Psychological Research Reveals Ups and Downs to Kids and Social Networks
A survey of recent research presented at the American Psychological Association’s annual meeting suggested that children who use social networks–a growing majority–face both emotional benefits and detriments from their screen time. CNN.com reports:
On the plus side: In a world full of distractions, social networking and technology can provide tools for teaching in a way that engages and captivates young minds. Online social networking can also help young people learn how to socialize with their peers; users also show more “virtual empathy.”
“It’s almost like social networks are training wheels for life in a lot of ways – it teaches you to express empathy and see how people respond,” [psychology professor Larry] Rosen said. “It teaches you to also just develop your sense of self of who you are. You float things out on a wall post on Facebook and then sit back and look at the comments that you get. It’s a place where you can grow and develop.”
However, the downside is becoming apparent, too. According to studies, middle school, high school and college students looking at Facebook at least one time during a 15-minute study break made lower grades.

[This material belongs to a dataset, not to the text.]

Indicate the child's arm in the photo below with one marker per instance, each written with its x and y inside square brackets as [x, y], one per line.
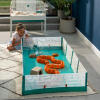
[14, 42]
[26, 35]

In addition, many young Facebook users show more tendencies to be narcissistic.
“It’s a continual onset of I, me, mine,” he said. “Your comments back and forth to people all reflect on you, not them.”
The new research suggests that overuse of media and technology can negatively affect health of children and teens, especially with psychological disorders- making users more likely to experience anxiety and depression.
“Everything you do on social networks, you’re doing behind the safety of a screen,” he said. “You’re not paying attention…there’s a real flesh and blood human being at the other end of cyberspace and your words might have consequences for that person.”